158       However, a number of the early consultations for this Inquiry and submissions to the SPLA Inquiry have suggested that there should be greater consideration of spousal maintenance orders in cases involving family violence. These include a suggestion that family violence be included as a relevant factor in determining needs for the purposes of spousal maintenance applications.[187] Some stakeholders also proposed the development of a system of administrative determination of maintenance claims, in a similar fashion to child support.

159       The ALRC is interested in comment about whether changes are needed to the spousal maintenance provisions, particularly in relation to people who have experienced family violence.

Binding financial agreements

Question 19                 What changes could be made to the provisions in the Family Law Act governing binding financial agreements to improve the clarity and comprehensibility of the law for parties and to promote fair outcomes?

160       The Family Law Act provides for both married couples and unmarried cohabiting couples to settle their financial affairs by way of a binding financial agreement (BFA). A BFA may be entered into before, during or after a relationship,[188] and may set out how part or all of the parties’ property or financial resources, and maintenance, should be dealt with in the event that the marriage or relationship ends.[189]

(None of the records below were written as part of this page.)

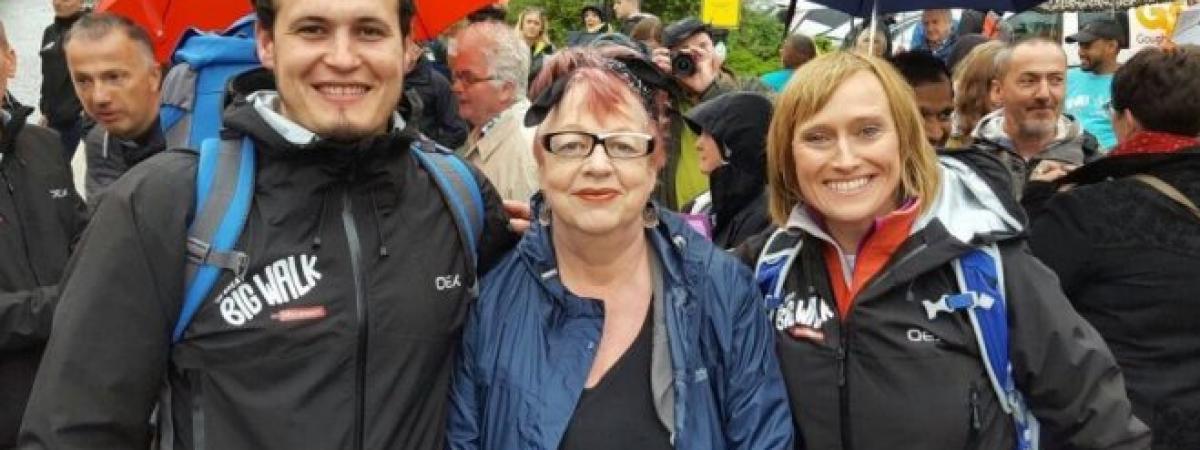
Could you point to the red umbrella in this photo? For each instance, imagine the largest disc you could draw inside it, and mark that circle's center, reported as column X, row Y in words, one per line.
column 167, row 19
column 436, row 16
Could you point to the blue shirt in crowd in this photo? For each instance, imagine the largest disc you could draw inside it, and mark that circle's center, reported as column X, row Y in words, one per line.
column 1087, row 97
column 778, row 79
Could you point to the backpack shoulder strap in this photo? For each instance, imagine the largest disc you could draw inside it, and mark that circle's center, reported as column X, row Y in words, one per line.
column 460, row 189
column 225, row 187
column 981, row 279
column 774, row 262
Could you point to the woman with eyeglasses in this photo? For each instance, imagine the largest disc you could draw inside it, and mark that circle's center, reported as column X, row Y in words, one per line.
column 612, row 324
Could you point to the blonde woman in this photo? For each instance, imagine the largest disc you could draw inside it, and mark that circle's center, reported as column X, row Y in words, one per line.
column 972, row 91
column 870, row 358
column 533, row 27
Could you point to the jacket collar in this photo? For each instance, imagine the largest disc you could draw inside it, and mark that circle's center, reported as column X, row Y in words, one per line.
column 672, row 241
column 1067, row 144
column 267, row 105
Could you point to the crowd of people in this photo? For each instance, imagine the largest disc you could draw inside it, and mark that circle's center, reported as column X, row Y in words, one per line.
column 961, row 243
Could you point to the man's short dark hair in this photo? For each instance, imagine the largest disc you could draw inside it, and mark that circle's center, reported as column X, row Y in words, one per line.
column 802, row 45
column 97, row 25
column 1006, row 54
column 265, row 11
column 921, row 67
column 1161, row 89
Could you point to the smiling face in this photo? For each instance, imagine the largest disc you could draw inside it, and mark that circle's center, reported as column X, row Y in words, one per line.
column 531, row 27
column 597, row 195
column 591, row 19
column 847, row 155
column 117, row 82
column 936, row 105
column 1032, row 89
column 937, row 24
column 339, row 65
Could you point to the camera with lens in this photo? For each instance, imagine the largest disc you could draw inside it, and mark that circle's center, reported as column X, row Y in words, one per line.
column 683, row 64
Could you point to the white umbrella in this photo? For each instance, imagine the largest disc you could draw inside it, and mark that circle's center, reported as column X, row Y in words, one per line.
column 1092, row 5
column 1187, row 27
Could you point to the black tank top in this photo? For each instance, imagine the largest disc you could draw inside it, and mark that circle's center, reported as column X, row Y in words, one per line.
column 618, row 412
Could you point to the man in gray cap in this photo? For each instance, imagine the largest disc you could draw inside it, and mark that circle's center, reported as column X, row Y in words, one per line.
column 1089, row 87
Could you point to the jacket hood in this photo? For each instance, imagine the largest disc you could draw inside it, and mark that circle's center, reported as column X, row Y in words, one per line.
column 1071, row 143
column 12, row 126
column 743, row 178
column 970, row 208
column 971, row 205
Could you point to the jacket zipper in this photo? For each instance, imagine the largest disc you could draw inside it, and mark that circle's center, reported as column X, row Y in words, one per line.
column 844, row 387
column 354, row 244
column 21, row 226
column 976, row 419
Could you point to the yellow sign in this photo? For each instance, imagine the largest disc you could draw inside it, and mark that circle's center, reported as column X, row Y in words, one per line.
column 1161, row 16
column 1150, row 25
column 721, row 13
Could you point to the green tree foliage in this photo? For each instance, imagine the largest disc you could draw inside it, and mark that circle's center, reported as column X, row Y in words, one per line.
column 751, row 49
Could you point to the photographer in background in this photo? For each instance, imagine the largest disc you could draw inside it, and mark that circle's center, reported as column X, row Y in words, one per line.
column 689, row 57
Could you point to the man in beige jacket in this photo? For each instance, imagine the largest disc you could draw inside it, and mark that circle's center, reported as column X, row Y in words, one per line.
column 490, row 66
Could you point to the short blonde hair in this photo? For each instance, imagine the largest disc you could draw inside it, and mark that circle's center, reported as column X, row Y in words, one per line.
column 801, row 101
column 972, row 83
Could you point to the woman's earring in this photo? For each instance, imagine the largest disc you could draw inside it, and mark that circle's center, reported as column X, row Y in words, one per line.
column 651, row 216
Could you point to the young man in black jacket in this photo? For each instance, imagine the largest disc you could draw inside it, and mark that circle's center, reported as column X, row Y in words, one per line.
column 342, row 330
column 40, row 217
column 59, row 105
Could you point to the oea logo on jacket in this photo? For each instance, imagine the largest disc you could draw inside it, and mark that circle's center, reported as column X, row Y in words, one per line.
column 279, row 283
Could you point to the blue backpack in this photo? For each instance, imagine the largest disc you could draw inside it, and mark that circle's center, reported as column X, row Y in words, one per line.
column 981, row 295
column 193, row 99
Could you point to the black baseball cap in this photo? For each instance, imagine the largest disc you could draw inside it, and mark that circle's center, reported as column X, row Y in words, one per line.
column 681, row 30
column 1101, row 29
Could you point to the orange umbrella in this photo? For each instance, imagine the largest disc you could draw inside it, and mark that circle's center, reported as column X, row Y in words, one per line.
column 436, row 16
column 167, row 19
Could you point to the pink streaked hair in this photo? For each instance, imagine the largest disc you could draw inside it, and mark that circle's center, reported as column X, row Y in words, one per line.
column 606, row 93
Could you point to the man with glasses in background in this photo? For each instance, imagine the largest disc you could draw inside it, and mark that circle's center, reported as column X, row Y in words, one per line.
column 490, row 70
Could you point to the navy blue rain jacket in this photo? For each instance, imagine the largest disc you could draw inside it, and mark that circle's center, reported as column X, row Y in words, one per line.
column 529, row 343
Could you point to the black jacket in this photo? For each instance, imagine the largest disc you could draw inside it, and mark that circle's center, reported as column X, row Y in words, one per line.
column 109, row 157
column 40, row 217
column 888, row 377
column 341, row 335
column 59, row 102
column 431, row 107
column 1128, row 259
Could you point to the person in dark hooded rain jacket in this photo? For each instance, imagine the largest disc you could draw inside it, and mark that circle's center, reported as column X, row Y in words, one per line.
column 41, row 215
column 880, row 220
column 342, row 330
column 613, row 325
column 732, row 148
column 1127, row 249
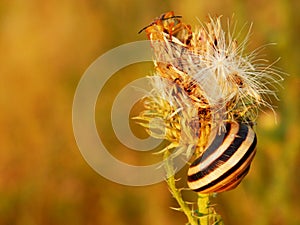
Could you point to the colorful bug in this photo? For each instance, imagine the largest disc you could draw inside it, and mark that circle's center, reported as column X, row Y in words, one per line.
column 225, row 162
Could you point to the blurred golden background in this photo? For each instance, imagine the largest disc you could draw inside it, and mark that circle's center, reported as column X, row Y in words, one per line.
column 45, row 48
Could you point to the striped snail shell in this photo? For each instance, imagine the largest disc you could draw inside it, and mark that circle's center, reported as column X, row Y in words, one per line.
column 226, row 160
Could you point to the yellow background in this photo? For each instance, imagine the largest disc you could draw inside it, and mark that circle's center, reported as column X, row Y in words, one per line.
column 45, row 47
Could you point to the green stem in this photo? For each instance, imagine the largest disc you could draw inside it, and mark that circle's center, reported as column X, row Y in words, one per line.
column 176, row 193
column 205, row 215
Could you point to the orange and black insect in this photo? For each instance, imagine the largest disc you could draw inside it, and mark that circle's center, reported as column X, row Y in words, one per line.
column 171, row 25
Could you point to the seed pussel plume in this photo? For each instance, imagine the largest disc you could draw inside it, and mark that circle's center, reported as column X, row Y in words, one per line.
column 209, row 91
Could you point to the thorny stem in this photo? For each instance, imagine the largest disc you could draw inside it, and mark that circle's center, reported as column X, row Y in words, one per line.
column 171, row 181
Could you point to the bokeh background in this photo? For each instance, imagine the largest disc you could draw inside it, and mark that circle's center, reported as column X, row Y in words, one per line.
column 45, row 47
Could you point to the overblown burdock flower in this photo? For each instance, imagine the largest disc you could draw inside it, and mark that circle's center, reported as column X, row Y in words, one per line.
column 206, row 94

161       Assuming a BFA is validly made, its effect is to ‘oust’ the jurisdiction of the family courts to make orders adjusting the parties’ property in accordance with the provisions of the Family Law Act.[190] Because of this effect, the Act provides a number of safeguards to protect parties who enter into a BFA. These include:

  • strict requirements for entry into the agreement, including a requirement that each party sign the agreement, receive independent legal advice about the effect of the agreement on their rights, and the advantages and disadvantages of entering into it, receive a statement stating that this advice has been received, and provide that statement to the other party;[191] and
  • provisions allowing the courts to set aside a BFA on certain grounds such as where a party’s agreement was obtained by fraud or there has been a material change of circumstances since the agreement was made.[192]

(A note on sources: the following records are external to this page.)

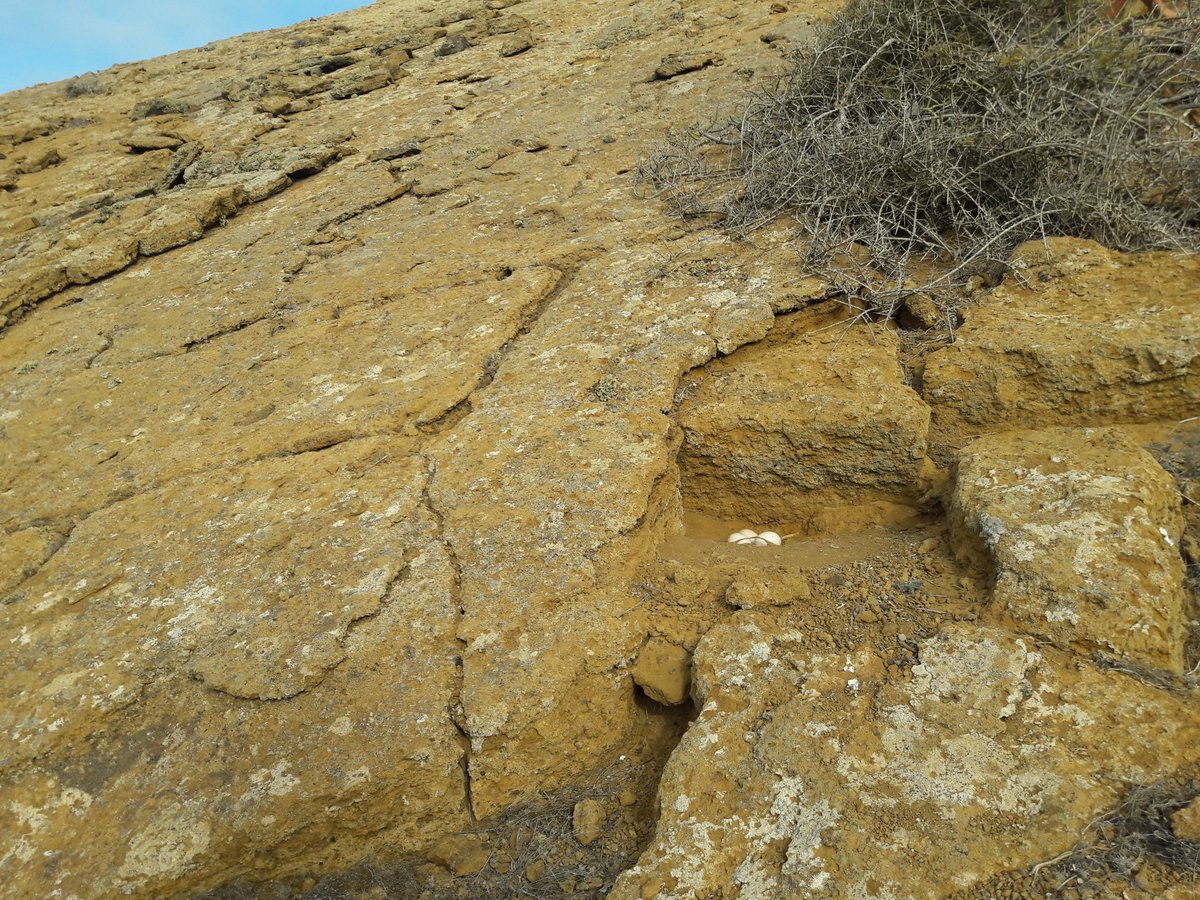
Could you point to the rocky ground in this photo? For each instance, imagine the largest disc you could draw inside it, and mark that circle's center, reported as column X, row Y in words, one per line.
column 369, row 445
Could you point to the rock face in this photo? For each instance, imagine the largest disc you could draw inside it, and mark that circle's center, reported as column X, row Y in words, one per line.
column 367, row 450
column 1084, row 336
column 1083, row 529
column 814, row 427
column 811, row 774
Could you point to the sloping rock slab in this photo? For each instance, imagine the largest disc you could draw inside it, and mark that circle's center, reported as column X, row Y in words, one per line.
column 819, row 777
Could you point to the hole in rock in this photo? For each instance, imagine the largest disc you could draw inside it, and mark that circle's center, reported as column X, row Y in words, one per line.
column 810, row 432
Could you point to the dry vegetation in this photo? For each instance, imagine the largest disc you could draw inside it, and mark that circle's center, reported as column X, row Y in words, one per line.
column 917, row 144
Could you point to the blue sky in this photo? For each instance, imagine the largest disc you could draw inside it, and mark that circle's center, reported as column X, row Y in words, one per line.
column 51, row 40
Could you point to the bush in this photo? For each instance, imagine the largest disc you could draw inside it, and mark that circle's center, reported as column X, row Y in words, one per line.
column 925, row 139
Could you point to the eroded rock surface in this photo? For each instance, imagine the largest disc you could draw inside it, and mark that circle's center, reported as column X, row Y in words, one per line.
column 363, row 427
column 1078, row 336
column 815, row 774
column 815, row 426
column 1083, row 529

162       Over the years, the courts have overturned a number of agreements because of failure to meet the Family Law Act’s entry requirements, or previous versions of them.[193] In response to this, two sets of amendments[194] have been enacted to strengthen the enforceability of BFAs, including by:

  • reducing the number of matters about which parties must receive legal advice; and
  • providing the courts with some flexibility to uphold an agreement where certain requirements were not met but it would be ‘unjust and inequitable’ if the agreement were not binding.[195]

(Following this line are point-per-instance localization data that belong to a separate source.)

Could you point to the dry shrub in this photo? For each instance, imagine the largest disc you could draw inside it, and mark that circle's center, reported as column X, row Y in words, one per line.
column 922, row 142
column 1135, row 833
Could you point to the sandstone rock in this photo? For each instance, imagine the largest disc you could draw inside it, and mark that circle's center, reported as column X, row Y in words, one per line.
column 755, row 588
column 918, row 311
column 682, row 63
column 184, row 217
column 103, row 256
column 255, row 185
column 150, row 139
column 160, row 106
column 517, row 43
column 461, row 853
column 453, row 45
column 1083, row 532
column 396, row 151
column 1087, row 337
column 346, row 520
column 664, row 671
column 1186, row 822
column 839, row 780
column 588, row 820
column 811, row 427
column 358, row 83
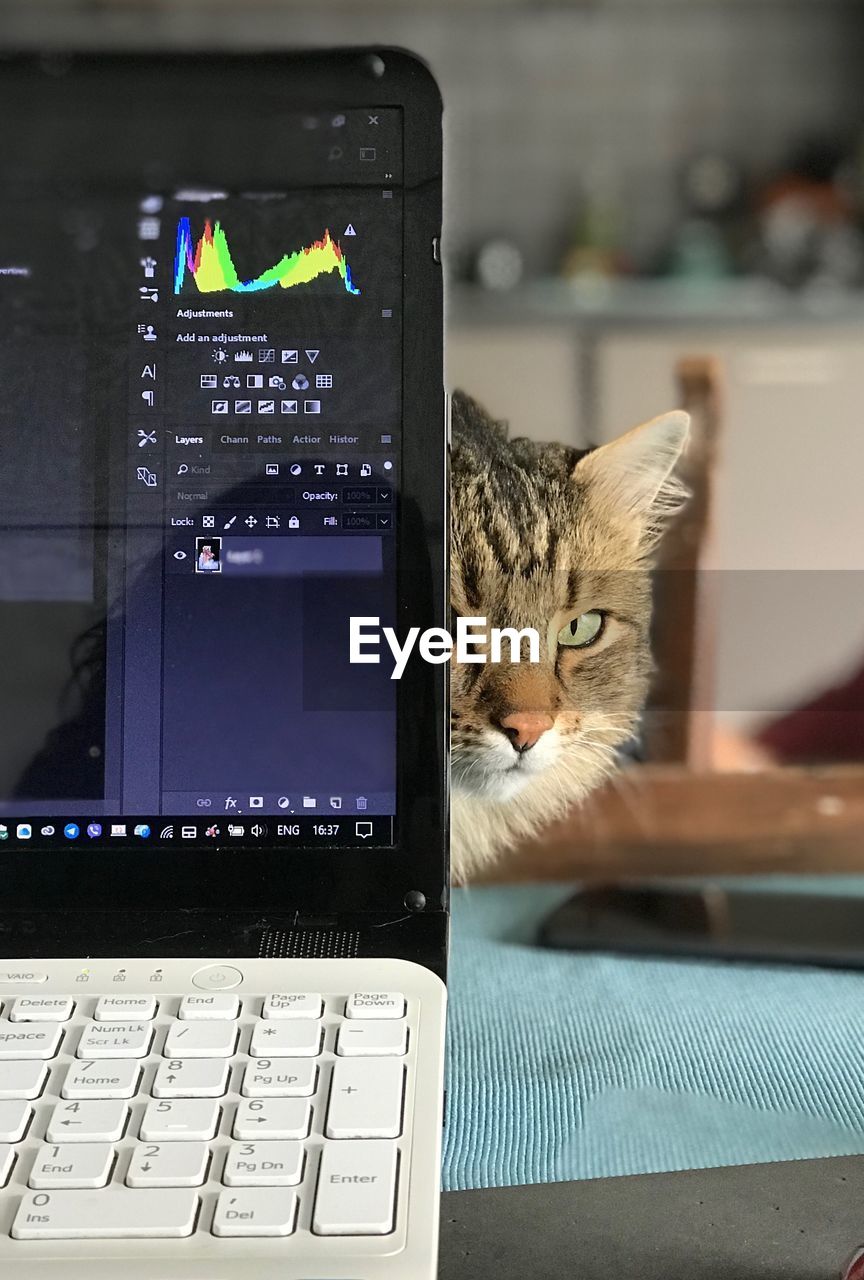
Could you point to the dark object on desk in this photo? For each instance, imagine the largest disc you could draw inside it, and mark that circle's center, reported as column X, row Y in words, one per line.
column 671, row 920
column 854, row 1269
column 796, row 1220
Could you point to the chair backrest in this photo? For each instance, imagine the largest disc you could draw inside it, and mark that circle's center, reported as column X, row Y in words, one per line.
column 679, row 720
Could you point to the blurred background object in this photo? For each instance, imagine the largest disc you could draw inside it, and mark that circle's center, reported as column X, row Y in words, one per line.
column 634, row 186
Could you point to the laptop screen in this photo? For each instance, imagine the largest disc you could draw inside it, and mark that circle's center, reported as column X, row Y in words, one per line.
column 200, row 407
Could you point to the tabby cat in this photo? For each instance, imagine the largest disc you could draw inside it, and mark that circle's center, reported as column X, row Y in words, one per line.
column 557, row 539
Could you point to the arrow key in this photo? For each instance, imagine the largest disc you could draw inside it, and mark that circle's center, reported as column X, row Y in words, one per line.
column 172, row 1164
column 91, row 1120
column 192, row 1078
column 273, row 1118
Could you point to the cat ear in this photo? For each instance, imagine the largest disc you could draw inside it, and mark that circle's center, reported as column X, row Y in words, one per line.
column 632, row 475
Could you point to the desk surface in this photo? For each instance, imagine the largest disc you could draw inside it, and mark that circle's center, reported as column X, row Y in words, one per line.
column 786, row 1221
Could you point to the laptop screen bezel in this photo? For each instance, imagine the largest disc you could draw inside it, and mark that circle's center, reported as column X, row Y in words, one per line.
column 291, row 878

163       Despite these changes, members of the legal profession have expressed concerns about their exposure to professional negligence liability resulting from the continuing uncertainty about the advice they are required to give clients.[196] Other issues that have been raised during consultations include concerns about:

  • the use of BFAs to the disadvantage of the member of the couple in the weaker bargaining position;
  • the extent to which the provisions governing BFAs sit comfortably with a discretionary approach to property adjustment;
  • whether and how family violence should be taken into account where a couple has entered into a financial agreement, including family violence that commenced after the financial agreement was finalised;[197] and
  • the effect of the recent High Court decision in Thorne v Kennedy,[198] which set aside an agreement on the basis of unconscionable conduct, on enforceability of agreements.

164       The ALRC is interested in comment on whether any further changes are needed to the provisions governing BFAs.